Dis-integration, Unemployment, and Instability: Brought to Europe by TTIP

Timothy A. Wise

What could the Transatlantic Trade and Investment Partnership (TTIP) do to help Europe recover from its current economic crisis? According to a new study by my colleague, Jeronim Capaldo, the US-EU free trade agreement could make just about everything even worse than it is now. (See the executive summary here and the full paper here.) Using a new UN economic model that avoids some of the false positives that come with assuming away things like unemployment, Capaldo shows that TTIP would likely cause trade among EU countries to decline, unemployment to increase, and labor’s share of national income to fall. European countries would also open themselves up to greater financial instability, rising asset bubbles, and possible contagion from fluctuations in U.S. financial markets. Capaldo’s model and study suggest what will happen if policy-makers fail to reverse the austerity-fed decline in the purchasing power of working people.

The Trans-Atlantic Trade and Investment Partnership: European Disintegration, Unemployment and Instability

by Jeronim Capaldo

GDAE Working Paper 14-03
October 2014

GDAE Research Fellow Jeronim Capaldo, in a new GDAE Working Paper assessing the potential impact of the proposed Trans-Atlantic Trade and Investment Partnership (TTIP) between the United States and the European Union, finds that the agreement would have far-reaching negative consequences for most European countries. These include the loss of 600,000 jobs and a projected decline in worker incomes of at least 3,000 Euros/year and much more in some cases.

While most assessments of TTIP find small trade and income gains for both Europe and the United States, Capaldo finds a small decrease for Europe as a whole. More important, he finds that trade among EU countries would decline, unemployment would increase, and labor’s share of national income would decline. European countries would also open themselves up to greater financial instability and possible contagion from fluctuations in the U.S. economy.

Capaldo’s findings are in stark contrast with assessments endorsed by the European Commission.

“According to our study, TTIP will exacerbate, not solve, Europe’s economic problems: increasing unemployment, worsening inequality, reducing workers’ purchasing power, undermining the dynamism of intra-EU trade, and exposing European countries to asset bubbles and financial contagion from the United States,” says Capaldo. “At this fragile time in Europe’s economic recovery, TTIP looks like a mistake.”

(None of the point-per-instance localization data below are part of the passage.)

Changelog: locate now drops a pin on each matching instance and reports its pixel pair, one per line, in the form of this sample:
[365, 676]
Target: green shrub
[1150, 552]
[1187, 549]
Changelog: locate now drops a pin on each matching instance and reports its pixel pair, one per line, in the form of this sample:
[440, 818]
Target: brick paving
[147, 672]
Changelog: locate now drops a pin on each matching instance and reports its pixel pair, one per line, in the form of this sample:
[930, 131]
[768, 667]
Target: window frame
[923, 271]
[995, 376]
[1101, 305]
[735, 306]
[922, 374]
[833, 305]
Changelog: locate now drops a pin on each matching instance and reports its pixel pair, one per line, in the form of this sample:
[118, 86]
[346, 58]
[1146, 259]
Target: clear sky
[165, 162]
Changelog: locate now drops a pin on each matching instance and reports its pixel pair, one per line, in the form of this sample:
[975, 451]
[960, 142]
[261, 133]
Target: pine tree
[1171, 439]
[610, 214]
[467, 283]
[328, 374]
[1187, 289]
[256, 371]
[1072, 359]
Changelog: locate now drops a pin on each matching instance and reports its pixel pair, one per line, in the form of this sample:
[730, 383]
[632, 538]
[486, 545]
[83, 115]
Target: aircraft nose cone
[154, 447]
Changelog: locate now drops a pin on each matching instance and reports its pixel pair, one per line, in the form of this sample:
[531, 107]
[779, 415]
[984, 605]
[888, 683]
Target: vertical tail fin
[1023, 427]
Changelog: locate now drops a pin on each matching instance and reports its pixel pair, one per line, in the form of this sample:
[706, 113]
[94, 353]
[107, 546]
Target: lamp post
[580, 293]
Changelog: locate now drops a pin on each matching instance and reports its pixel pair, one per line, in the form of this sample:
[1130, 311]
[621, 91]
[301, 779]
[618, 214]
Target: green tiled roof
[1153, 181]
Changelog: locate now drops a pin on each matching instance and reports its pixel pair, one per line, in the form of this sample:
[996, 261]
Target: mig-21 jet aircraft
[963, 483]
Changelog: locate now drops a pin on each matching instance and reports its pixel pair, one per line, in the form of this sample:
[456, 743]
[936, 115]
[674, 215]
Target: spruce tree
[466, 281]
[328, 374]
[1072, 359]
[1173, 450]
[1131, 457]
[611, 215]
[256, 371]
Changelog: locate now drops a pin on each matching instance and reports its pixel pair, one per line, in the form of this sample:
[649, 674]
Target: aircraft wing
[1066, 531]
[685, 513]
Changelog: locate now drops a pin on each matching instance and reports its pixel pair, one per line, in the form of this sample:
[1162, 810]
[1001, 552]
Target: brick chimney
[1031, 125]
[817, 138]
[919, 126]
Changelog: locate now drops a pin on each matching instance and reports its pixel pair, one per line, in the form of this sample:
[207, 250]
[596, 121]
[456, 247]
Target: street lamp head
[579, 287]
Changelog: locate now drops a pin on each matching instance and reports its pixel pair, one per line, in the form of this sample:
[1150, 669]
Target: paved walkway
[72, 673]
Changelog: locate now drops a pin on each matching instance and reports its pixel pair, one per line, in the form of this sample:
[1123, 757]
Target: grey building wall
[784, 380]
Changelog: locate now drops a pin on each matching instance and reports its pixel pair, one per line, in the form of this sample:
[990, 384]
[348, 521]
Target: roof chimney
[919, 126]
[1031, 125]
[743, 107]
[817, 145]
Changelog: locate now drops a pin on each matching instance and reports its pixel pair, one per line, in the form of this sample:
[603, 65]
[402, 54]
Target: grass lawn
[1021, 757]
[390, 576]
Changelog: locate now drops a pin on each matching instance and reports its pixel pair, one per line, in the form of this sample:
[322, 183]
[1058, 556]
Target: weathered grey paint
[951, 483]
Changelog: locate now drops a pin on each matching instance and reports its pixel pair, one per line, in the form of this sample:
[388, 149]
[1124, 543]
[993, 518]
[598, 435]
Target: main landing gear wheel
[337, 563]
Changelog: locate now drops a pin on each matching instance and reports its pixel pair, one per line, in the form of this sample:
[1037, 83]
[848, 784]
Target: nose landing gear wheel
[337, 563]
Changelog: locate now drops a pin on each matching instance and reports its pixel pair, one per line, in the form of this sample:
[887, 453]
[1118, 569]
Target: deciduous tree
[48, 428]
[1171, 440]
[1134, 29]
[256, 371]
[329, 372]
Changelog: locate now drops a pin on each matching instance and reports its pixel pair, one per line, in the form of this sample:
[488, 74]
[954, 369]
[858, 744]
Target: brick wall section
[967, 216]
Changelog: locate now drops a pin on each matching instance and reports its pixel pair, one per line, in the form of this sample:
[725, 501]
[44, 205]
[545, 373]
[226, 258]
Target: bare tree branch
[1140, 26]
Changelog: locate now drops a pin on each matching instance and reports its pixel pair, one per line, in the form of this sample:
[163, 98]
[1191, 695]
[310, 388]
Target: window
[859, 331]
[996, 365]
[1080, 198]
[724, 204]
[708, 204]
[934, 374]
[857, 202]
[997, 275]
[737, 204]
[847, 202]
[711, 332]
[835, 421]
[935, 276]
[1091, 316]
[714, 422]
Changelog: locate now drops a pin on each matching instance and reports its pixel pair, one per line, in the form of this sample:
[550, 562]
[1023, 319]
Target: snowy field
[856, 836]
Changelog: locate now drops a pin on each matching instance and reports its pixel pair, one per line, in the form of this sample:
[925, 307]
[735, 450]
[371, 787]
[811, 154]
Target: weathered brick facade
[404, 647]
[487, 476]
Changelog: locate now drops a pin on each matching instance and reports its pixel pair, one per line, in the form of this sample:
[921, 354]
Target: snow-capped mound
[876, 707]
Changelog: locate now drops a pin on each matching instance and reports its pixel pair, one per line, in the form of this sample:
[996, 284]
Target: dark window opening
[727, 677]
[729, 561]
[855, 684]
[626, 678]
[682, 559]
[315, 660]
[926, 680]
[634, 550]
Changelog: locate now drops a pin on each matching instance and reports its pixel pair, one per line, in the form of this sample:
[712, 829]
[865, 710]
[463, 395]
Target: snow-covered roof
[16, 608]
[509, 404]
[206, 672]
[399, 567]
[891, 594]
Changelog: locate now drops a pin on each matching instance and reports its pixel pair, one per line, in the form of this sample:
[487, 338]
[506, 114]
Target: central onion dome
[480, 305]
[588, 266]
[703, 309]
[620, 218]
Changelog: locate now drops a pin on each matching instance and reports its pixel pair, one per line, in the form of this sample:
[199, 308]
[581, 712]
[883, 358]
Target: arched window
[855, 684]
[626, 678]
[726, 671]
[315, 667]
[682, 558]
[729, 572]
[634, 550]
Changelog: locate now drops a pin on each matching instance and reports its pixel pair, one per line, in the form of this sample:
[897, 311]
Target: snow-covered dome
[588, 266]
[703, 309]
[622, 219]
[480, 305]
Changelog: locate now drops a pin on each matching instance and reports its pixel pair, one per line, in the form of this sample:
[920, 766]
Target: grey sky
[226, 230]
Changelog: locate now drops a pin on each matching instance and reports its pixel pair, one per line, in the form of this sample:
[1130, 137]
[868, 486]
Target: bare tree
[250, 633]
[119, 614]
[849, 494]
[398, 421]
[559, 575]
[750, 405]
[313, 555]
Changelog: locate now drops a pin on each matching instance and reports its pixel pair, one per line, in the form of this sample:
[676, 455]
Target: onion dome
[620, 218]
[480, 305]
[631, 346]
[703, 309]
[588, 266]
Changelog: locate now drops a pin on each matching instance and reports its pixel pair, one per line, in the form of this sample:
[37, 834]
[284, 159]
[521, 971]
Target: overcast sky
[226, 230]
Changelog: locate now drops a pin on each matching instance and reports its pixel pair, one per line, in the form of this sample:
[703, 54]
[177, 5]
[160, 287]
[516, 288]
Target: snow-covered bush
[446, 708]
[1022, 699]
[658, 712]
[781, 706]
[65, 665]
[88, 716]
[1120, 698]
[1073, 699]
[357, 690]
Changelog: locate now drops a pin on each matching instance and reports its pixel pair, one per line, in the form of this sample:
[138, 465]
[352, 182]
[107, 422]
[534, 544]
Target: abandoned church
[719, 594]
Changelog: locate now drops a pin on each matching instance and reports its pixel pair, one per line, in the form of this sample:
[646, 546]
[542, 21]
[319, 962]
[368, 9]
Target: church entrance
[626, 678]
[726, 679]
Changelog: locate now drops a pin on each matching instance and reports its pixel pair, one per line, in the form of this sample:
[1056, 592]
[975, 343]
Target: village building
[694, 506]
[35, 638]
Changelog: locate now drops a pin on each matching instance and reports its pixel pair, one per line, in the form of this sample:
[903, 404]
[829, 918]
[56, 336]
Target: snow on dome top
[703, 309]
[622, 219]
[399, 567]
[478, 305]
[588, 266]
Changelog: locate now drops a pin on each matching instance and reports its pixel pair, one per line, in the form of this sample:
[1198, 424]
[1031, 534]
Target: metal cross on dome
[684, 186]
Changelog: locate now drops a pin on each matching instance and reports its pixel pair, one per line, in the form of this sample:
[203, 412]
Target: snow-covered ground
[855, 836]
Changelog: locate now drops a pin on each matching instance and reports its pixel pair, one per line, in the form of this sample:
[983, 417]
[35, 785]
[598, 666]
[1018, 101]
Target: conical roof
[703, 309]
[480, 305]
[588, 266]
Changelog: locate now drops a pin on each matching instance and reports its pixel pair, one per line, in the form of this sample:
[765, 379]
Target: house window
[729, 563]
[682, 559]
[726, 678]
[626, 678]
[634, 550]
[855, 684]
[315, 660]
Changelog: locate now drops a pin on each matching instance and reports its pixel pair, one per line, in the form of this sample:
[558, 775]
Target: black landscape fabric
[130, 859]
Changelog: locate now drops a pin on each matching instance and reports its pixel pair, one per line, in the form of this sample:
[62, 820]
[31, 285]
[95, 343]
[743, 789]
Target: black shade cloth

Capaldo highlights the following negative TTIP impacts for Europe:

  • TTIP would lead to net losses in terms of net exports after a decade, compared to the baseline “no-TTIP” scenario. Northern European Economies would suffer the largest losses (2.07% of GDP) followed by France (1.9%), Germany (1.14%) and United Kingdom (0.95%).
  • TTIP would lead to net losses in terms of GDP. Consistently with figures for net exports, Northern European Economies would suffer the largest GDP reduction (-0.50%) followed by France (-0.48%) and Germany (-0.29%).
  • TTIP would lead to a loss of labor income. France would be the worst hit with a loss of 5,500 Euros per worker, followed by Northern European Countries (-4,800 Euros per worker), United Kingdom (-4,200 Euros per worker) and Germany (-3,400 Euros per worker).
  • TTIP would lead to job losses. We calculate that approximately 600,000 jobs would be lost in the EU. Northern European countries would be the most affected (-223,000 jobs), followed by Germany (-134,000 jobs), France (- 130,000 jobs) and Southern European countries (-90,000).
  • TTIP would lead to a reduction of the labor share of GDP reinforcing a trend that has contributed to the current stagnation. The flip side of this decrease is an increase in the share of profits and rents in total income, indicating that proportionally there would be a transfer of income from labor to capital. The largest transfers will take place in the UK (7% of GDP transferred from labor to profit income), France (8%), Germany and Northern Europe (4%).
  • TTIP would lead to a loss of government revenue. The surplus of indirect taxes (such as sales taxes or value-added taxes) over subsidies will decrease in all EU countries, with France suffering the largest loss (0.64% of GDP). Government deficits would also increase as a percentage of GDP in every EU country, pushing public finances closer or beyond the Maastricht limits.
  • TTIP would lead to higher financial instability and accumulation of imbalances. This is likely to lead to asset bubbles such as we have seen in other markets.

Capaldo’s results come from the innovative, and more realistic, United Nations Global Policy Model (GPM), which GDAE operates in collaboration with UNCTAD, the UN body specialized in international trade and finance. The results contrast with mainstream models of the TTIP because those generally use versions of the same Computable General Equilibrium model (CGE) that exclude by assumption effects on employment.